Os medicamentos à base de GLP-1, como Ozempic, Wegovy e Zepbound, avançaram rapidamente do combate ao diabetes e à obesidade para um território ainda pouco explorado: o tratamento de dependências químicas e comportamentais. A possibilidade, impulsionada por estudos preliminares e pelo uso crescente em clínicas de reabilitação nos Estados Unidos, reacende o debate sobre como o cérebro responde a esses fármacos e até onde eles podem ir na redução de comportamentos compulsivos.

A endocrinologista e especialista em medicina metabólica Alessandra Rascovski, diretora médica da Atma Soma, acompanha esse movimento de perto. Segundo ela, o que se vê na prática clínica dialoga com as primeiras evidências científicas.

— O que percebemos cada vez mais é o quanto a adição melhora, principalmente para o álcool. Tenho pacientes que também relatam melhora em compulsão por compras e até em vício em cigarro — destaca.

— Os mecanismos ainda estão sendo estudados, mas existe realmente uma ação na dopamina que regula os centros de recompensa cerebral — diz.

O interesse da comunidade científica em novas aplicações dos GLP-1 ganhou força após a observação de que esses medicamentos reduzem o chamado “food noise”, o ruído mental constante que impulsiona a busca por comida. Para muitos especialistas, trata-se de um mecanismo semelhante ao que sustenta também outros tipos de compulsão, como álcool, drogas e tabagismo.
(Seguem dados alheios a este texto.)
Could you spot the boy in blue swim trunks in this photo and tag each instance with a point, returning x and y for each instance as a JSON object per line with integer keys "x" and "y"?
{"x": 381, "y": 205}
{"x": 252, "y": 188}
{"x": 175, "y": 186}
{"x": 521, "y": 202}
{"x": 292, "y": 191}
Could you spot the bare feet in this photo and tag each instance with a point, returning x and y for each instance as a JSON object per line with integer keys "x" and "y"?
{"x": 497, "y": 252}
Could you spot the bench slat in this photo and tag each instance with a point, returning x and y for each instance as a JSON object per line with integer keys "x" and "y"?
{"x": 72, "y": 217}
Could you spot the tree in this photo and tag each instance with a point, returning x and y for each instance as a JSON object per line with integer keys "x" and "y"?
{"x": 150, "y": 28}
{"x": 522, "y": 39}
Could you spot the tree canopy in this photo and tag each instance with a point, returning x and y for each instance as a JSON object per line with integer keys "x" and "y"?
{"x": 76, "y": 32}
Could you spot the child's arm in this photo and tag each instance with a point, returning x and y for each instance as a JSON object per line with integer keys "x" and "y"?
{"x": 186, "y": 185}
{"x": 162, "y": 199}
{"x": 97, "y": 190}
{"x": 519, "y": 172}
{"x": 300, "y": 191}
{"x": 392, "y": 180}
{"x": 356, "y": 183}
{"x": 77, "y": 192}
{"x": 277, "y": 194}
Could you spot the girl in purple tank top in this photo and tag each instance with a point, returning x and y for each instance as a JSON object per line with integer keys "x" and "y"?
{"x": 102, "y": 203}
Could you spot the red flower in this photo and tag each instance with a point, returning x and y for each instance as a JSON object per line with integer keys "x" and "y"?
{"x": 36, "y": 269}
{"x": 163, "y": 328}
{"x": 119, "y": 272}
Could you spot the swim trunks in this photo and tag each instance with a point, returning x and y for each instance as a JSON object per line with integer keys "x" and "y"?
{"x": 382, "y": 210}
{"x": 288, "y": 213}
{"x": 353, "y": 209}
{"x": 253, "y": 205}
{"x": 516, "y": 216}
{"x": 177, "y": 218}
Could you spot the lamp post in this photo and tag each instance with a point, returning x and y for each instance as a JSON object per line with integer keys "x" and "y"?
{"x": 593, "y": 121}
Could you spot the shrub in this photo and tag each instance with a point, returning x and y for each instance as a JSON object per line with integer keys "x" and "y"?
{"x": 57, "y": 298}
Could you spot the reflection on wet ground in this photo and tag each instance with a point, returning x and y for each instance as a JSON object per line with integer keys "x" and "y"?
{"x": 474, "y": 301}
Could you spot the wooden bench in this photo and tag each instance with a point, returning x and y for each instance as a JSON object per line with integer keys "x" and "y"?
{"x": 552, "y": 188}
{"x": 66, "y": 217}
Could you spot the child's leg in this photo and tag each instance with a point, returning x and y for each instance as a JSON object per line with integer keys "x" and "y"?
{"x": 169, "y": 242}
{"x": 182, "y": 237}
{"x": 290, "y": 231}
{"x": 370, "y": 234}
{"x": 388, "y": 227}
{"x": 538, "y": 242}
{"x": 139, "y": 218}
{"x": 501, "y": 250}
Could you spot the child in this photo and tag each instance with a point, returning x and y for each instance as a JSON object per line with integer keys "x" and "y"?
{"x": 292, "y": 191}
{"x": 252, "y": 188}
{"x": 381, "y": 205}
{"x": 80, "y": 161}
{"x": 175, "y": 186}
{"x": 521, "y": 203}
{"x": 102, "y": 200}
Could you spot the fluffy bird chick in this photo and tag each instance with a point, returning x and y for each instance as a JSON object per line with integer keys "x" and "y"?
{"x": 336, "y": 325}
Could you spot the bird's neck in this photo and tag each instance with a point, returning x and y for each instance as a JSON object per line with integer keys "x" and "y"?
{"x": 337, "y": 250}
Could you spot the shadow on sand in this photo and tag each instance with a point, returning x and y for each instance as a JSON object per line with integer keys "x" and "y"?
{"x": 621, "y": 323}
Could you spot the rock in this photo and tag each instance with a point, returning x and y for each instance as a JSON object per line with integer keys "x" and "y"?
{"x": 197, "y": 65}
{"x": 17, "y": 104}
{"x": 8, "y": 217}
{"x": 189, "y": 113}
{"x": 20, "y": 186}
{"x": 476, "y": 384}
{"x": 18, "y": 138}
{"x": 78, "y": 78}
Esse possível elo começou a ser investigado em estudos recentes. Um deles, publicado em JAMA Psychiatry em fevereiro deste ano, mostrou que pessoas com consumo problemático de álcool que receberam semaglutida relataram beber menos e sentir menos vontade de beber ou fumar.

O que acontece no cérebro

A hipótese mais investigada no momento é a de que os GLP-1 modulam a liberação de dopamina, o neurotransmissor central da sensação de recompensa. Ao reduzir a intensidade do circuito cerebral associado ao prazer imediato, eles podem tornar gatilhos menos provocativos, diminuindo impulsos e facilitando a interrupção do comportamento aditivo.

É exatamente o que Alessandra observa no consultório:

— Na clínica, já usei o medicamento off-label para alcoolismo em duas pacientes. Elas pararam de beber, e a resposta foi muito eficiente — relata. Ela reforça ainda o impacto sobre o food noise:

— É esse ruído mental que invade sua vida e afazeres, um pensamento obsessivo. Enquanto você não vai comer ou não vai beber, o pensamento não cessa. O tratamento controla muito esse ruído — alerta.

Dados ainda são preliminares

Apesar do entusiasmo crescente, as evidências sobre o uso de GLP-1 no tratamento de dependências ainda são preliminares. Não há, até o momento, aprovação específica para uso em saúde mental, o que limita o acesso e mantém o tratamento restrito a prescrições off-label, geralmente caras e não cobertas pelos planos de saúde. Além disso, os efeitos colaterais e a segurança do uso prolongado dessas medicações ainda precisam ser avaliados em estudos de maior escala e duração.

Alessandra Rascovski lembra que o impacto potencial desses medicamentos se torna especialmente relevante em países como o Brasil, onde o consumo abusivo de álcool é um problema de saúde pública. — Nós temos cerca de 6 milhões de adultos brasileiros que fazem uso abusivo de álcool, segundo dados da Covitel. É um contingente enorme que poderia se beneficiar de novas alternativas terapêuticas — alerta a especialista.

Nos Estados Unidos, ensaios clínicos já estão em andamento para responder justamente a essas lacunas. Alguns incluem ambientes controlados que simulam situações de risco — desde bares artificiais até sessões de realidade virtual — para avaliar em tempo real como os GLP-1 modulam comportamento e resposta a gatilhos. A Eli Lilly admite estudar aplicações específicas em dependência, enquanto a Novo Nordisk mantém cautela sobre seus planos.

Enquanto a ciência avança, Alessandra reforça que esses medicamentos não dispensam tratamentos já estabelecidos, mas podem servir como um suporte importante.

— Eles não substituem psicoterapia, apoio social ou acompanhamento especializado, mas podem oferecer a clareza mental necessária para que a pessoa dê o primeiro passo e consiga mantê-lo — diz.